どうせなら,NANDとXORをそれで説明していただきたいものです.
「一歩もひかず」「あたふたと退散」「血相を変えて」
刻々と変わる心理状態が手に取るようで笑ってしまった。
偲ぶ会って生前の人柄が出ますよね。
どうせなら笑ってもらえるエピソードが沢山ある人になりたいです。
Chieさん,けっこうドタバタコメディ状態でしたよ.普段は押しの強いあっちの方も,警察には負けるようです.警察に追い回される物理学者達,なんか笑えます.ちなみに笑ってもらえるエピソードには事欠かないような気がしております.
まだまだお若くしてお気の毒でしたね。
たくさんの方に和やかに偲んでいただけて、
その方も一緒に微笑んでいらしたことでしょう。
LiLA管理人さんがお持ちの笑えないエピソードは、
なんだかコメディタッチのスパイ映画の一場面みたいです。
いたって真面目で真剣だからこそ笑えちゃうというような。
実際は喜劇なんかじゃなく本当に動転されたんですね。
けれど、旧ソ連ご出身の方にとって、警察っていうのは
とても恐ろしい組織という位置づけなのかもしれないなんて、
ふと思いました。考えすぎかしら。
ポージィさん,下手したら国外退去なんてことも頭を過ぎったのかもしれませんね.当人達は気が気じゃない状況だったんでしょうが,外野目線にはチャップリン映画だから笑えます.血相を変えて「もう外に出ない」と言ってた彼の顔を,今もしっかり覚えてますよ.

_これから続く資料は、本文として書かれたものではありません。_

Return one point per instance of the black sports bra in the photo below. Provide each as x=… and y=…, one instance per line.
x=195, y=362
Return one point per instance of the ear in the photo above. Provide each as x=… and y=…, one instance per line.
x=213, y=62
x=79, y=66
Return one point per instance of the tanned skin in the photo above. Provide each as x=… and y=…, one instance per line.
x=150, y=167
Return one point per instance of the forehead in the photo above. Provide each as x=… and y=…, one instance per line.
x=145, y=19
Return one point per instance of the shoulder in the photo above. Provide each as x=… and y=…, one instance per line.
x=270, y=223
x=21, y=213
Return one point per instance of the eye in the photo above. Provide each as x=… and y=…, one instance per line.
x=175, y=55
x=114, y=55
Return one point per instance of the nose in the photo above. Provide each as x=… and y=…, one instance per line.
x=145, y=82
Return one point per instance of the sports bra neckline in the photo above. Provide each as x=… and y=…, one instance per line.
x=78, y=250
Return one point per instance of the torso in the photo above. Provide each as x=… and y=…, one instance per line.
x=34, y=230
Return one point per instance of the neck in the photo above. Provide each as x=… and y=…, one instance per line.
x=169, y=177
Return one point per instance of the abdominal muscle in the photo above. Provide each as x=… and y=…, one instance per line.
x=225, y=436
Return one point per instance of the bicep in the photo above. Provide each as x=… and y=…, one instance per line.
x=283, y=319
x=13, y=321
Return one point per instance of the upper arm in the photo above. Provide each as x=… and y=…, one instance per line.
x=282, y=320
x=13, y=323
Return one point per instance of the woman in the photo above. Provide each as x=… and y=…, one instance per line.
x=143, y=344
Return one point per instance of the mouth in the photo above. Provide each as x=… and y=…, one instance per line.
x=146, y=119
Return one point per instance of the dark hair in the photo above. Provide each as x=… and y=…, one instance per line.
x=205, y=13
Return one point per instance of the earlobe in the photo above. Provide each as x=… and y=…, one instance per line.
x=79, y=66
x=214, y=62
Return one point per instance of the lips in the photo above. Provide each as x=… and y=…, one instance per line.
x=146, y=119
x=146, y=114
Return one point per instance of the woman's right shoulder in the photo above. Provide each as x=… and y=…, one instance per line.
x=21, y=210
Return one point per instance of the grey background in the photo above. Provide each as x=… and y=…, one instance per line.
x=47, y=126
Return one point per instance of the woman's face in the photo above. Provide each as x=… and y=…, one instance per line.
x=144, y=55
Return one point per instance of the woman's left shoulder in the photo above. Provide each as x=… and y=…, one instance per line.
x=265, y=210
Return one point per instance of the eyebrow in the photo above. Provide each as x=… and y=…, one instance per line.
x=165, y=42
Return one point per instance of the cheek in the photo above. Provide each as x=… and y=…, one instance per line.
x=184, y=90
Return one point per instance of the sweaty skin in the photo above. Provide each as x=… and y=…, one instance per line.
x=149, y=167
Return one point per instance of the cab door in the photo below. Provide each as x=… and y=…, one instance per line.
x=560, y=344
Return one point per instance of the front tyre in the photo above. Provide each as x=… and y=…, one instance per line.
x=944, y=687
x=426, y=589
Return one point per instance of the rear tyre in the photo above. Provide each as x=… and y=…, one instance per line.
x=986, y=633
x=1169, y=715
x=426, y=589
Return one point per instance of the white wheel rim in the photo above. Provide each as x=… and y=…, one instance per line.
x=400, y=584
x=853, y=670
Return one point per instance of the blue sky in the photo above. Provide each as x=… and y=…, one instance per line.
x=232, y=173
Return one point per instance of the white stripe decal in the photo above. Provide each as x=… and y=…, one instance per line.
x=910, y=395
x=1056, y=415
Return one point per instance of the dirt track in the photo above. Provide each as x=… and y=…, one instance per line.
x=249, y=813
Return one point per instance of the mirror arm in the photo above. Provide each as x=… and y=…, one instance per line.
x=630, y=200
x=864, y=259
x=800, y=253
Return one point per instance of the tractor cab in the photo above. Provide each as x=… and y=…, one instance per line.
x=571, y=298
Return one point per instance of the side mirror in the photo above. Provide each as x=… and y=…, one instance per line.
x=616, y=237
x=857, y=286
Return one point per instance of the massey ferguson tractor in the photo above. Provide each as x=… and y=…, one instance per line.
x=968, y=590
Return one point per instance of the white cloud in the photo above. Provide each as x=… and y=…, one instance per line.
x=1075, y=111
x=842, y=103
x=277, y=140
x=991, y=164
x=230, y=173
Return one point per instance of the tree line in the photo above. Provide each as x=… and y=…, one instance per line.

同じ部署の同僚が亡くなった時は、部署内の殆どの人が日本で言う喪服に近い黒のスーツを着ていてちょっと肩身が狭い思いをしました。
それ以来、やっぱり無難に黒を着るようにしようかと思っています。
lce2さん,こういう状況って,なんとか目立たないようにするのが難しいですね.今回は,秘書さんに尋ねるだけでは安心できなかったので,メモリアルサービスに出席するという同僚数人に,予めどんな服で来るのか探りを入れておきました.
こちらのメモリアルサービスはこちらの結婚式よりもバラエティに富んでいて、参加するまで予想がつきにくい気がします。笑いを取りに行くというのが基本線みたいではありますが。医学関係者が多く集まるような会だと参加者の間で病状の進行具合や治療方針についての議論が始まって、はたで聞いている分には興味深いこともありますが、ご遺族の耳に入ったらどうなのかとヒヤヒヤします。
misssyさん,こちらのメモリアルサービスのスピーチでも,物理がどーのこーのな話が出ておりました.でも医学関係者の議論の対象にされるのは,かなり嫌かも.ご本人も草葉の陰で「そーじゃねぇんだよ」って言ってるかも.